No problem — the French amazon site takes my Amex card with its New York billing address. But, here, when I am asked to enter “country,” France is the only choice.
I have an address in France but no bank account. Not only does this prevent me from ordering from Uniqlo, Carrefour (supermarket) and other online retailers in Paris, I can’t get a cell phone, a carte vitale, or subscribe to a food-delivery service. (Because I am forced to walk around with a dumb phone that doesn’t connect to the internet, I can’t use my Uber account either.)
Each company asks for my “RIB” —relevé d’identité bancaire, statement of banking identity. Again, my friends: “Why don’t you just open one?”
In the U. S., all you need is cash, or even a check, and an ID. Fifteen minutes later, you have a bank account. Here they want your first born. You need a lease, a job, a passport, an envelope showing that you have an account with a utility. Oh, and by the way, signing up with a utility company requires…you guessed it, a bank account.

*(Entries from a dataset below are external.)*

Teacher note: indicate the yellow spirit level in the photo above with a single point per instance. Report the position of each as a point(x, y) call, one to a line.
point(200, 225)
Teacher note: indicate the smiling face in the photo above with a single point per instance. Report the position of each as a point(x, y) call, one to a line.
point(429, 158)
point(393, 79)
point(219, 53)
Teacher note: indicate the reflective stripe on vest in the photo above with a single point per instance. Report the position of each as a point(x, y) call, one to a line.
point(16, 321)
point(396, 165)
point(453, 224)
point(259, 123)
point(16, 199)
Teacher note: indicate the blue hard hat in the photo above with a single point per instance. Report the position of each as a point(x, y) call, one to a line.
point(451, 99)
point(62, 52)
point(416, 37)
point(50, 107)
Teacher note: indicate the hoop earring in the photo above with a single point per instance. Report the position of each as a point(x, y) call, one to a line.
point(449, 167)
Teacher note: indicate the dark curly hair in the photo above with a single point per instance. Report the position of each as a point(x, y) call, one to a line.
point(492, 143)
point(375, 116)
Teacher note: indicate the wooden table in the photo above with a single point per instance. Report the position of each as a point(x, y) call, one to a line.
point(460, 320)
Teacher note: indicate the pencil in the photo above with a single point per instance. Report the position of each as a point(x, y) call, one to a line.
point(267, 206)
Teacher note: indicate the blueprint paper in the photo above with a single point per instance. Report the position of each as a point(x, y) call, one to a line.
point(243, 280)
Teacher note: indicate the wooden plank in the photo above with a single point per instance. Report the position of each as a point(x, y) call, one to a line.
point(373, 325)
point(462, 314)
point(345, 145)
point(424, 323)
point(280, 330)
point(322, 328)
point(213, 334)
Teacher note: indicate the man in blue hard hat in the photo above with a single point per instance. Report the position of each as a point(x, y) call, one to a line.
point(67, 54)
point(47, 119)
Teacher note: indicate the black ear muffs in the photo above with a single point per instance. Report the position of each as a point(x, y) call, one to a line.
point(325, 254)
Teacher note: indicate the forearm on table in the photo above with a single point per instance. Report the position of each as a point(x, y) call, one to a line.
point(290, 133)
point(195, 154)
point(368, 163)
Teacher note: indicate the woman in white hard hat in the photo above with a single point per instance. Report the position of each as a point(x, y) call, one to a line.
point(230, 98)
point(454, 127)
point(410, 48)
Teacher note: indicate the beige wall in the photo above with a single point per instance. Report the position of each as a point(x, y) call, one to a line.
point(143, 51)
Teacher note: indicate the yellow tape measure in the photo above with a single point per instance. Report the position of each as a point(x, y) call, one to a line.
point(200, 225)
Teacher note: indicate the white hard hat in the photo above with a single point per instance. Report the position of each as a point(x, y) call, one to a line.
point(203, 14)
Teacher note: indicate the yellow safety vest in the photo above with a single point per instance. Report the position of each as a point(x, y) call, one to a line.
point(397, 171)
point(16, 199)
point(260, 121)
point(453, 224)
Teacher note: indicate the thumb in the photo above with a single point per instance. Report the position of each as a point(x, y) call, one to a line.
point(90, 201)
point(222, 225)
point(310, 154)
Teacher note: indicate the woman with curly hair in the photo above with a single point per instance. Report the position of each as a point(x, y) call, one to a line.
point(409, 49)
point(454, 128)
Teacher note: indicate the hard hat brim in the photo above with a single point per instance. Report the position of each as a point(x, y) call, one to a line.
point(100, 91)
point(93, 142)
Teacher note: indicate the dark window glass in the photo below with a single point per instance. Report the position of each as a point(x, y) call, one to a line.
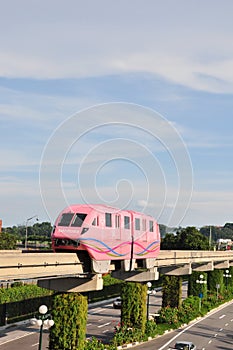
point(117, 221)
point(144, 225)
point(127, 222)
point(78, 220)
point(151, 225)
point(137, 224)
point(66, 219)
point(108, 219)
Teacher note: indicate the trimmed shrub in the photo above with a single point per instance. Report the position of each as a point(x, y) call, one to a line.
point(69, 313)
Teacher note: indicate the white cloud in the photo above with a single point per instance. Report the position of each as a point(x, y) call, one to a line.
point(62, 44)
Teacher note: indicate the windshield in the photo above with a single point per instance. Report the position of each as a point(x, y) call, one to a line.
point(65, 219)
point(78, 220)
point(181, 346)
point(75, 220)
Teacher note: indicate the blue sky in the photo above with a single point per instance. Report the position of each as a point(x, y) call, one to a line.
point(127, 103)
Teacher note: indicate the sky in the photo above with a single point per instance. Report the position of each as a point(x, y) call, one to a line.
point(124, 103)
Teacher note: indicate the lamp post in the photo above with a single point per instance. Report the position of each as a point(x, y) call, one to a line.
point(149, 292)
point(43, 319)
point(227, 275)
point(26, 235)
point(201, 281)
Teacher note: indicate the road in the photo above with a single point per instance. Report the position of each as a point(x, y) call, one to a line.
point(213, 332)
point(101, 322)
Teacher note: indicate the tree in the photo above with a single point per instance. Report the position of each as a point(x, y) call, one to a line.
point(7, 241)
point(69, 313)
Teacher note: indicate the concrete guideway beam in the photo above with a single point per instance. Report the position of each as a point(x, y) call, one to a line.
point(209, 266)
point(137, 275)
point(176, 270)
point(73, 284)
point(222, 265)
point(28, 265)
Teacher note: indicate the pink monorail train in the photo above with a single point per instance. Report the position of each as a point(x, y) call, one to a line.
point(106, 233)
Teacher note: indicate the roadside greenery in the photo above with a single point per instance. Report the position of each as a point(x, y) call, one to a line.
point(22, 292)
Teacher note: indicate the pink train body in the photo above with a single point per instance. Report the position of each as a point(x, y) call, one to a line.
point(106, 233)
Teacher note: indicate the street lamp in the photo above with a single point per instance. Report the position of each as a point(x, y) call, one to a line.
point(43, 319)
point(227, 275)
point(149, 292)
point(26, 236)
point(201, 281)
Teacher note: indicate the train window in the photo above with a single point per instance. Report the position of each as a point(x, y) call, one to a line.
point(137, 224)
point(144, 225)
point(126, 222)
point(108, 219)
point(95, 222)
point(117, 221)
point(151, 226)
point(78, 219)
point(66, 219)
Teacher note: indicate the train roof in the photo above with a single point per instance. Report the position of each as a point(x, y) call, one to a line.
point(103, 208)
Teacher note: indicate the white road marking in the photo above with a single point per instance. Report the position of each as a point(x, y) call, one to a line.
point(103, 325)
point(95, 312)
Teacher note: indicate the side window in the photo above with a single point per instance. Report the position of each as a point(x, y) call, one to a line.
point(108, 219)
point(117, 221)
point(144, 225)
point(95, 222)
point(126, 222)
point(151, 223)
point(78, 219)
point(137, 224)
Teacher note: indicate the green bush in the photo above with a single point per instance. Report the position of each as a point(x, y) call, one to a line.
point(69, 313)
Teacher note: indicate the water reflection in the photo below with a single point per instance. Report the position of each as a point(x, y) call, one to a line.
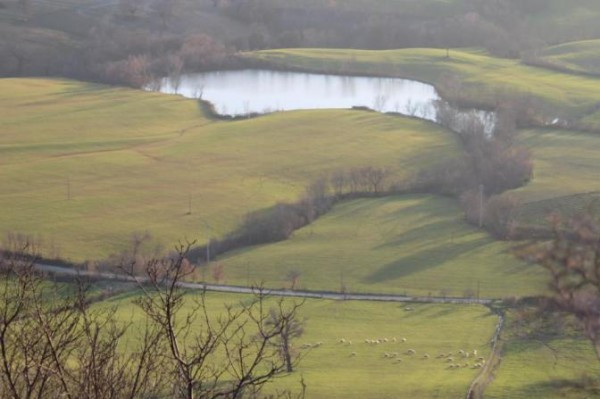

Luxury problems to be sure. But this week, it snowed, and the temperature dipped into the 20’s (-6 Celsius). Based on my previous 11-year back-and-forth to a city I purposely avoided during the deep winter months, it might not warm up until June. Hopefully, I’ll have a bank account by then, just in time to order some basic tee shirts from Uniqlo.
Bert says
I’m sure it’s not as entertaining to live it, but this American thoroughly enjoys reading your overseas adventures. Too bad a Swiss bank account wouldn’t work. I hear their only question is “do you want to use your real name?”
Melinda Blau says
A Swiss bank account sounds good. But will the French trust the Swiss?
Gail says
Can’t Jen buy for you here and send to you?
Melinda Blau says
Mailing to Paris is slow and expensive. I do that only for necessities, like eye drops and a supplement for Rocky, not Uniqlo! (Besides, J’en has a long enough to-do list!)
Jen says
I’m Happy to send you a care package anytime mom! Especially since you have not already given up your firstborn for a bank account ❤️
Melinda Blau says
Thanks, Jen! I’m saving the asks for BIG things, like Skinny Pop!
Gregg Hartnett says
Loved both articles!
It’s amazing how much time we are forced to waste dealing with this wonderful new world. So glad you turn these exasperating dilemmas into entertaining prose for the rest of us; while we just fume.